More than 200 unarmed civilians were killed in a group of villages in Sudan for three days by the paramilitary support forces (RSF) which participate in a brutal conflict with the army, said a group for the defense of local rights.
The emergency lawyer network said that the attacks had taken place in Al-Kadaris and Al-Khelwat to the northern state of the white Nile-the regions where the army had no presence.
RSF fighters were guilty of “executions, kidnappings, forced disappearances and looting of goods,” added the network.
The RSF, allied with the military before the civil war in April 2023, did not comment on the allegations.
The two had come to power together during a coup – but came across an international plan to go to the civil regime.
Some high leaders of the RSF are currently in Kenya where they should announce plans to form their own government in areas under their control.
Analysts warn that the decision could deepen divisions in Sudan.
The humanitarian workers sounded the alarm on Sudan, where the conflict forced around 12 million people at home.
Tens of thousands of civilians were killed, the RSF and the army accused of having committed atrocities.
At the heart of this conflict is a collapse between the de facto sovereign of Sudan and the army chief, Abdel Fattah al-Burhan, and his assistant who became rival Mohamed Hamdan “Hemedti” Dagalo, who directs the RSF.

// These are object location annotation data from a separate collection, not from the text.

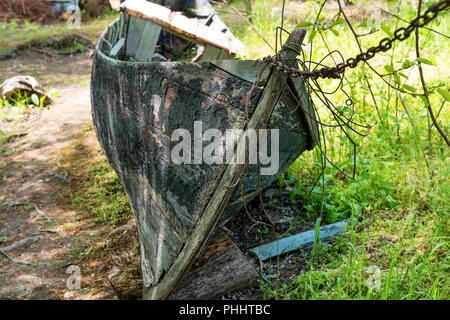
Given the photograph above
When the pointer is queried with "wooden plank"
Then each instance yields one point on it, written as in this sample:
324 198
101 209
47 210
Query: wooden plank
134 35
244 69
210 53
183 26
223 192
117 47
222 269
147 44
295 242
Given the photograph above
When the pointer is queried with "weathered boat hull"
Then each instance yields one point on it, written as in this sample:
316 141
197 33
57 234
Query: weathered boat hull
136 107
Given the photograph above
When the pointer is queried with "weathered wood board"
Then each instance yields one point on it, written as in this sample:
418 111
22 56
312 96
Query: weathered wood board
295 242
148 41
222 269
182 25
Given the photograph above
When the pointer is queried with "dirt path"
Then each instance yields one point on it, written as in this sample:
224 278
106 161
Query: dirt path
31 173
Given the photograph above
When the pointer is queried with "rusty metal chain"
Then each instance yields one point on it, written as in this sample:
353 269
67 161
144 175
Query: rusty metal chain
400 34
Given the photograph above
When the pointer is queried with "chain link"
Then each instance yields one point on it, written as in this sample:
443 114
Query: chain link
400 34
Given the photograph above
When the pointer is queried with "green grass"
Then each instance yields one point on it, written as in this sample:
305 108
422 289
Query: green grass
397 247
13 34
100 193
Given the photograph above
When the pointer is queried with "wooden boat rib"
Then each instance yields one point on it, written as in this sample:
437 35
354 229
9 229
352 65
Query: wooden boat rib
136 106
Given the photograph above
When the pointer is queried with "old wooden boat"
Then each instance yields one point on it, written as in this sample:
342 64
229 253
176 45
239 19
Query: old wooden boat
139 100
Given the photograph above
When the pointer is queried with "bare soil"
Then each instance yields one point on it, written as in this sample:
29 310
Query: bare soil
31 173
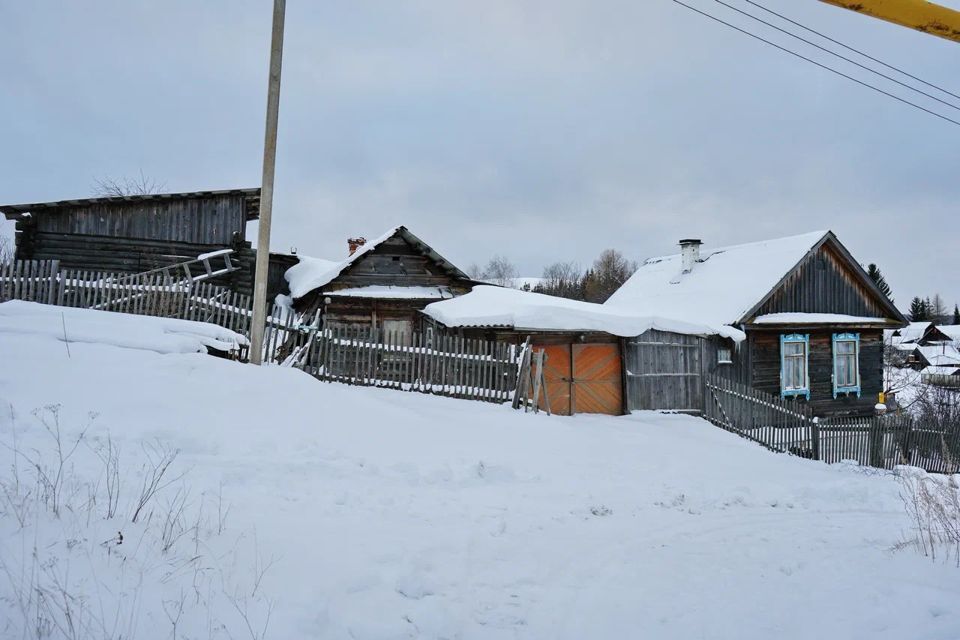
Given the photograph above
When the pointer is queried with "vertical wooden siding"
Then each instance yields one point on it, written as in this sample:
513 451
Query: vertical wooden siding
208 220
664 372
823 284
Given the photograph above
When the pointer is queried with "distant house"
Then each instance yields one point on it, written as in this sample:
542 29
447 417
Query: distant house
812 318
917 333
952 331
935 355
133 234
381 285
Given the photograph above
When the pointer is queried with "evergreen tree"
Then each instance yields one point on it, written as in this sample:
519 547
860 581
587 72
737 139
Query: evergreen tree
936 309
874 272
918 310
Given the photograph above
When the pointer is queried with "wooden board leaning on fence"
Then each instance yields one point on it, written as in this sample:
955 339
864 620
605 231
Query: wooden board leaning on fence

The RSF recently made a blow when the army has regained control of parts of the capital, Khartoum – including its military seat.
Beyond the capital, the army has also won a total control of the crucial state of Gezira.
After the reverse, the RSF rebounded with the intention of launching a rival government in the areas still under its control, which are mainly in Darfur and in certain parts of the state of Kordofan.
The RSF meets groups allied in Nairobi to finalize the adoption of what he calls a “political charter for the government of peace and unity”.
Gen Burhan rejected this decision and promised to recover the whole of Khartoum.
It is currently based in Port Sudan, having been forced to leave Khartoum for months after the civil war when the RSF seized the military seat and the presidential palace.